Anti-Henipavirus (Clone: HENV-103)

Henipavirus spp.

are enveloped, single-stranded RNA viruses in the family Paramyxovirus1.

Five species have been identified, two of which, Hendra virus (HeV) and Nipah virus (NiV), are highly virulent emerging pathogens with high case-fatality ratios.

The other three species, Cedar virus, Ghanaian bat virus, and Mojiang virus are not known to cause human disease.

Pteropid bats are the reservoir host.

HeV is transmitted by direct contact with infected horses, their fluids, or tissues1.

Horses are infected by exposure to pteropid bats.

NiV is transmitted by contact with infected pigs or bats and person-to-person.

Both HeV and NiV cause severe influenza-like illness that can progress to encephalitis.

Potently neutralizing antibodies to HeV and/or NiV have been identified2, 3, 4, 5.

HENV-103 was isolated from circulating B cells of an individual exposed to equine HeV vaccine5.

Peripheral blood mononuclear cells were tested for binding to recombinant forms of the receptor binding protein (RBP) of NiVB, NiVM, or HeV.

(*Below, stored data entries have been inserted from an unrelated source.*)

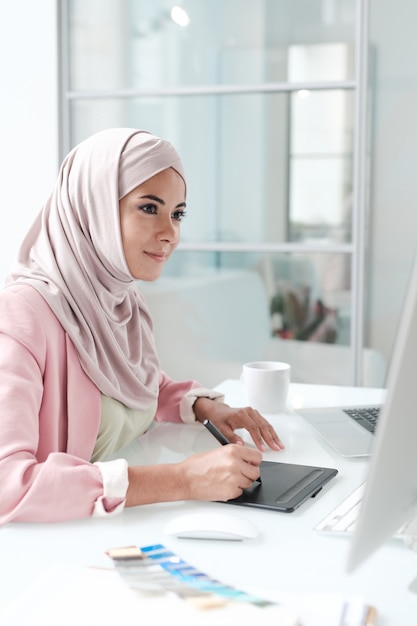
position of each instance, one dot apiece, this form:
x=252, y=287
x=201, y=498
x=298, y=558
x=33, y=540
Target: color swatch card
x=164, y=580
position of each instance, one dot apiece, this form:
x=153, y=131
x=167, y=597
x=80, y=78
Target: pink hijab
x=73, y=255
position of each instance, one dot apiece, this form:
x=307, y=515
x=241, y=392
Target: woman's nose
x=169, y=231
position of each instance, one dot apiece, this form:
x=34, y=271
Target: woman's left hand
x=228, y=419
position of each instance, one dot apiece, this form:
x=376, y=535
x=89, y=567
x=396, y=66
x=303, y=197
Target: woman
x=79, y=375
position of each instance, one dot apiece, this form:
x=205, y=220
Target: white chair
x=205, y=328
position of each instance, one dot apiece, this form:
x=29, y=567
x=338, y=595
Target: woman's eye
x=148, y=208
x=178, y=215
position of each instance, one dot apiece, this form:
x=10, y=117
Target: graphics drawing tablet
x=285, y=486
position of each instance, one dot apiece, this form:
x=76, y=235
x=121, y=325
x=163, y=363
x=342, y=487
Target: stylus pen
x=220, y=437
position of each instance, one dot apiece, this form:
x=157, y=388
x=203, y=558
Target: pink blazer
x=50, y=415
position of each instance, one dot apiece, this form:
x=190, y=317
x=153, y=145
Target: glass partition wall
x=266, y=103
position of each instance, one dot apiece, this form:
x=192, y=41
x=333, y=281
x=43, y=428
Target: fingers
x=262, y=432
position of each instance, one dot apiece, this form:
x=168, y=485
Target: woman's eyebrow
x=160, y=201
x=155, y=198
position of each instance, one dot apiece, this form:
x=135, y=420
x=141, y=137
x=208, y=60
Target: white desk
x=288, y=557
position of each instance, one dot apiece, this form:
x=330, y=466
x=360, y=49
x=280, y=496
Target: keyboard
x=366, y=417
x=343, y=518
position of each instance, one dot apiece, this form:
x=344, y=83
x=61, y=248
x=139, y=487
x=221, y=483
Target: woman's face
x=150, y=218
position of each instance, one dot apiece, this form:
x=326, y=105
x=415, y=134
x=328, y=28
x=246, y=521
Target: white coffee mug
x=267, y=385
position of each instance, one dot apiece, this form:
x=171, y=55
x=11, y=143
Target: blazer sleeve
x=45, y=472
x=176, y=399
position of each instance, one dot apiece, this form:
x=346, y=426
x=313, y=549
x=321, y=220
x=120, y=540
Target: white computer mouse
x=211, y=525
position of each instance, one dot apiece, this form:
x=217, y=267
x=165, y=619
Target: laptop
x=349, y=430
x=349, y=436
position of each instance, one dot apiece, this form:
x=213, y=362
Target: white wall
x=29, y=117
x=394, y=159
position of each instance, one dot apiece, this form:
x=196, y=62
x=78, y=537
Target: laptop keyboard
x=366, y=417
x=343, y=518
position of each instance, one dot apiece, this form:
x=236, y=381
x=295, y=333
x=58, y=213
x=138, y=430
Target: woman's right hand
x=221, y=474
x=218, y=475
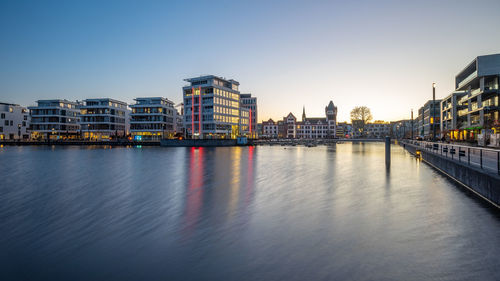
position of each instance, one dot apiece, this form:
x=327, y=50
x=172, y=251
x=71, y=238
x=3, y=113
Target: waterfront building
x=14, y=122
x=152, y=118
x=270, y=129
x=55, y=119
x=212, y=108
x=378, y=129
x=259, y=129
x=179, y=120
x=247, y=101
x=478, y=107
x=312, y=128
x=344, y=130
x=450, y=107
x=401, y=129
x=429, y=118
x=245, y=121
x=104, y=118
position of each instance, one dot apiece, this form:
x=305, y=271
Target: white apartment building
x=54, y=119
x=212, y=108
x=270, y=129
x=104, y=118
x=249, y=102
x=152, y=119
x=14, y=123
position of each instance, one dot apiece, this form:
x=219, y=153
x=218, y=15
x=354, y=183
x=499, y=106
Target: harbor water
x=238, y=213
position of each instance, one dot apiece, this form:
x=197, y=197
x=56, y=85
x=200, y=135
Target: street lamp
x=432, y=112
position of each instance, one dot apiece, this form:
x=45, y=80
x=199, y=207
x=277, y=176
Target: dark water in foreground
x=263, y=213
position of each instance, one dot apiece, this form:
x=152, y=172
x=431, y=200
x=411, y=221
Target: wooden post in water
x=387, y=151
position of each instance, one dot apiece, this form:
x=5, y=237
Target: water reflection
x=243, y=213
x=194, y=196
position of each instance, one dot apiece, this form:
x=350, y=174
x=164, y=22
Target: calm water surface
x=251, y=213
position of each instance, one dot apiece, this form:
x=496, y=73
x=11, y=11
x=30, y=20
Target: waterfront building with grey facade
x=55, y=119
x=14, y=122
x=104, y=118
x=249, y=102
x=212, y=108
x=152, y=118
x=474, y=105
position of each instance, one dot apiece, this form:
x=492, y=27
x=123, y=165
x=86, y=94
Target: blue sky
x=382, y=54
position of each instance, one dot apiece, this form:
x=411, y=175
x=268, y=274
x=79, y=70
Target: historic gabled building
x=307, y=128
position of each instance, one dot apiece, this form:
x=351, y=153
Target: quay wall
x=483, y=183
x=112, y=143
x=197, y=143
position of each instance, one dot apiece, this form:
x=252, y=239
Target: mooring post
x=388, y=151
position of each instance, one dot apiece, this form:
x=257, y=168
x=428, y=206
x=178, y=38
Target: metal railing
x=483, y=158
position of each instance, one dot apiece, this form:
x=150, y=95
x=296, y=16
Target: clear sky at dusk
x=382, y=54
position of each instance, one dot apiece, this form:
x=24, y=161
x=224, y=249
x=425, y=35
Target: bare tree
x=360, y=115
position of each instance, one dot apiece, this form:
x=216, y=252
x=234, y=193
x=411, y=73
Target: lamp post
x=432, y=112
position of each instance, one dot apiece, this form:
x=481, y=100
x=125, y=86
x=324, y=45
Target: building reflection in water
x=194, y=194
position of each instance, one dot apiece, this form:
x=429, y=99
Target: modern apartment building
x=212, y=108
x=55, y=119
x=344, y=130
x=104, y=118
x=152, y=118
x=478, y=107
x=378, y=129
x=429, y=119
x=401, y=129
x=14, y=122
x=450, y=106
x=245, y=121
x=247, y=101
x=270, y=129
x=179, y=120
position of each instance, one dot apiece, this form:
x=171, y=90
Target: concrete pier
x=483, y=183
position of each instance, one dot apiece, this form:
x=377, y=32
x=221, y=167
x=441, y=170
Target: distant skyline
x=289, y=54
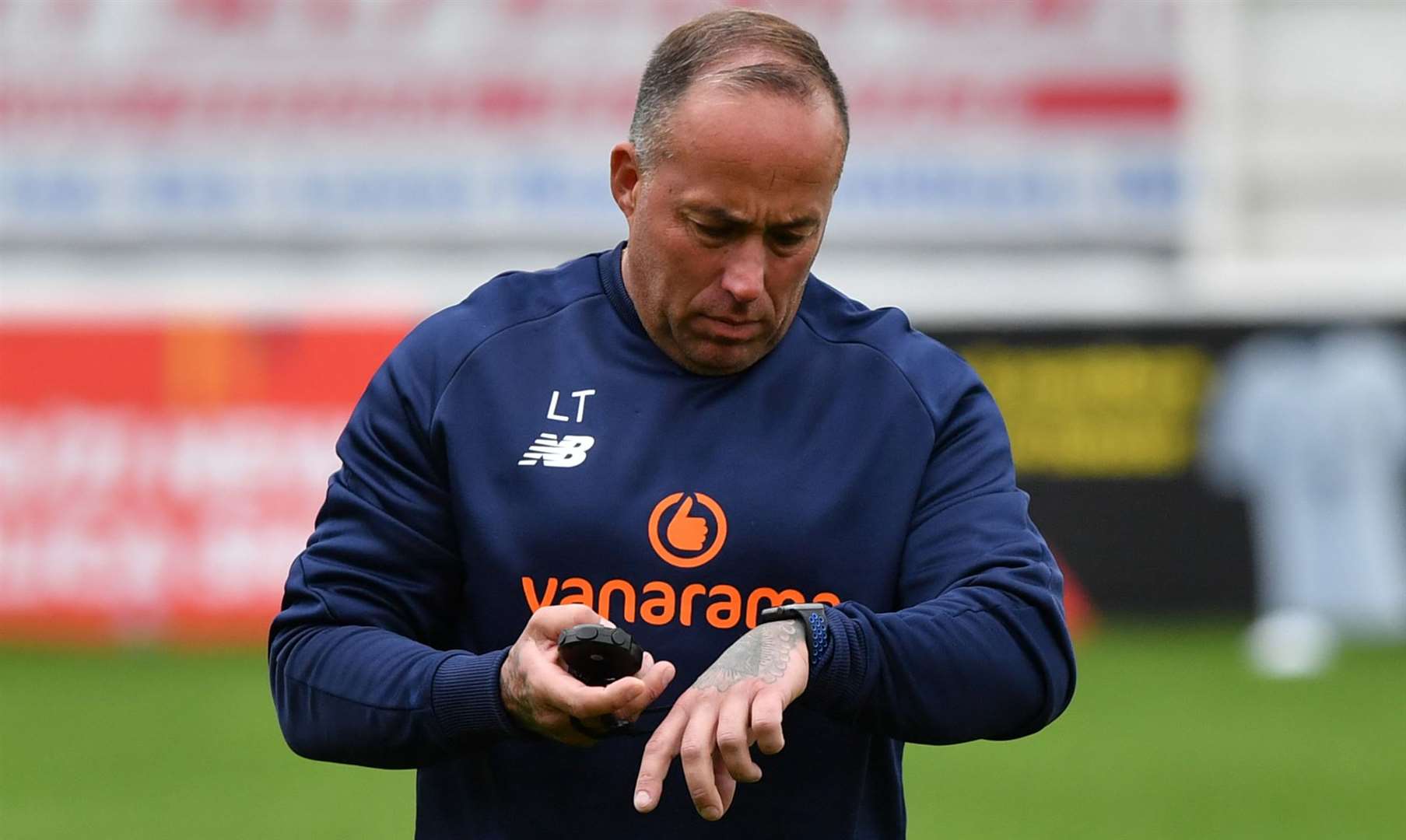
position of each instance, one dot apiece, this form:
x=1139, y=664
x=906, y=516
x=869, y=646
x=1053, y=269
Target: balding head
x=737, y=50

The mAb panel grouped into at least six distinct antigenic sites, A-F.

HENV-103, group D, binds recombinant RBP and neutralizes HeV, NiVM, and NiVB..

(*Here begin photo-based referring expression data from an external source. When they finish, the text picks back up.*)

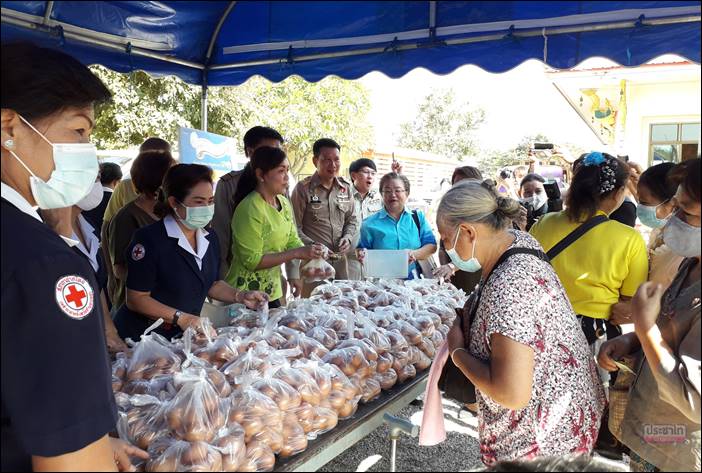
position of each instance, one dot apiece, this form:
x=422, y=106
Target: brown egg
x=347, y=410
x=295, y=439
x=273, y=438
x=259, y=457
x=406, y=373
x=305, y=412
x=196, y=454
x=384, y=362
x=387, y=379
x=252, y=427
x=233, y=450
x=337, y=400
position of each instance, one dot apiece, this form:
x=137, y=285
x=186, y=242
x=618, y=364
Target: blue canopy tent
x=225, y=43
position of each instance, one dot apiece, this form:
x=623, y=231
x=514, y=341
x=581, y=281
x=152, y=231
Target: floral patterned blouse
x=525, y=301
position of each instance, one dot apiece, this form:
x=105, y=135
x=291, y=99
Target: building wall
x=424, y=171
x=675, y=102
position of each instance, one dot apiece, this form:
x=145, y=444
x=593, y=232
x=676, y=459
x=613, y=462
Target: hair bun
x=507, y=207
x=504, y=202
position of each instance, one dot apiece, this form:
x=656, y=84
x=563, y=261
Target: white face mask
x=75, y=170
x=93, y=199
x=682, y=238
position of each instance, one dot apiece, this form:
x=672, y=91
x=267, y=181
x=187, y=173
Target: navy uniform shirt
x=56, y=378
x=161, y=261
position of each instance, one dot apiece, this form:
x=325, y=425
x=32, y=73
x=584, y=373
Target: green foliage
x=303, y=112
x=492, y=161
x=443, y=126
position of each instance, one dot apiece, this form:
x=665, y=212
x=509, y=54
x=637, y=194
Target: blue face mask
x=647, y=216
x=470, y=266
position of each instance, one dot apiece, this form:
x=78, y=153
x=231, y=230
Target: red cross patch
x=138, y=252
x=75, y=297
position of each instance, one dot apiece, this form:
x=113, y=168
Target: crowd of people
x=540, y=339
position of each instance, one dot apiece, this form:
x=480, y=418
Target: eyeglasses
x=394, y=191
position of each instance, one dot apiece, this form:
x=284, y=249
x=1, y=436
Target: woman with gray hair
x=518, y=340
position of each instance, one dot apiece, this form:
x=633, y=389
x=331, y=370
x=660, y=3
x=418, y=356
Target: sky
x=517, y=103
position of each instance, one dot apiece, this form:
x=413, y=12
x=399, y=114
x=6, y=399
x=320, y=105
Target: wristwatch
x=176, y=316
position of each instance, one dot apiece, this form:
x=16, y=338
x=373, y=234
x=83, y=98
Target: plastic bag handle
x=153, y=327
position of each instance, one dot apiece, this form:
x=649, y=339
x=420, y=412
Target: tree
x=493, y=161
x=302, y=111
x=443, y=126
x=143, y=106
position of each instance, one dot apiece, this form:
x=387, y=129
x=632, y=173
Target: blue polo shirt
x=382, y=232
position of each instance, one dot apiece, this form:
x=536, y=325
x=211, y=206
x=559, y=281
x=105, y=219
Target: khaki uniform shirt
x=222, y=219
x=662, y=420
x=326, y=216
x=365, y=207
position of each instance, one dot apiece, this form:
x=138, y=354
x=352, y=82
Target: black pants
x=274, y=304
x=595, y=329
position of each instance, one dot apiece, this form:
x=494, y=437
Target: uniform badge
x=75, y=297
x=138, y=252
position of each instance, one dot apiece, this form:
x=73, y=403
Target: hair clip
x=594, y=159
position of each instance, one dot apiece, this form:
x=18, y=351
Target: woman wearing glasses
x=395, y=227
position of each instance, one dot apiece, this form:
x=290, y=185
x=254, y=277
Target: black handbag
x=452, y=381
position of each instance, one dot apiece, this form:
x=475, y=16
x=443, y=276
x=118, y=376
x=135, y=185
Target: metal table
x=369, y=417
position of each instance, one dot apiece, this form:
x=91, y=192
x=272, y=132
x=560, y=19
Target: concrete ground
x=459, y=452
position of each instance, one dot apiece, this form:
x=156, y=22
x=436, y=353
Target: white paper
x=388, y=264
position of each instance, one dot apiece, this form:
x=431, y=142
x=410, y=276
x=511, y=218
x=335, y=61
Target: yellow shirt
x=607, y=262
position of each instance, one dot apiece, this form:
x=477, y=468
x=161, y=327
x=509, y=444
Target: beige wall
x=675, y=102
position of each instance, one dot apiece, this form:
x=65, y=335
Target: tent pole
x=203, y=108
x=474, y=39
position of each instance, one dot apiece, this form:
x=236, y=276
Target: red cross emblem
x=138, y=252
x=75, y=297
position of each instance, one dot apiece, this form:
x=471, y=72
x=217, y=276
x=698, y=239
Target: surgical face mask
x=682, y=238
x=647, y=215
x=93, y=199
x=197, y=217
x=470, y=266
x=76, y=168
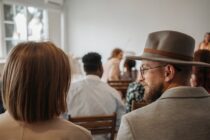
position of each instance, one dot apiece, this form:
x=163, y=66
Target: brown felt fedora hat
x=171, y=47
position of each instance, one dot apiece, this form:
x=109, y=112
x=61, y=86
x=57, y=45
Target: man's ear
x=169, y=73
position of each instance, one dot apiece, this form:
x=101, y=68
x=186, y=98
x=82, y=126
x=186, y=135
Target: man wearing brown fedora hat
x=177, y=111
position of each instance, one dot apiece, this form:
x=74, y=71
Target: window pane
x=35, y=24
x=9, y=30
x=9, y=45
x=20, y=23
x=8, y=13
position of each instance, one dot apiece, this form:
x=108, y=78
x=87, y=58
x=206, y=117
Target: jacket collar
x=185, y=92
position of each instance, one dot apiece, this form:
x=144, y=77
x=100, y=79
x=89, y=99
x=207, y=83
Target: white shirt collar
x=92, y=77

HENV-103 maps to a distinct site on the HeV-RPB head domain spanning the β1 and β6 propeller blades, a region at the interface between protomers within the dimer-of-dimers structure of the HeV-RBP tetramer, suggesting a semi-cryptic site of vulnerability.

nsEM mapping shows that HENV-103 binds at the putative dimeric interface.

Binding of HENV-103 to RBP is enhanced by ephrin-B2.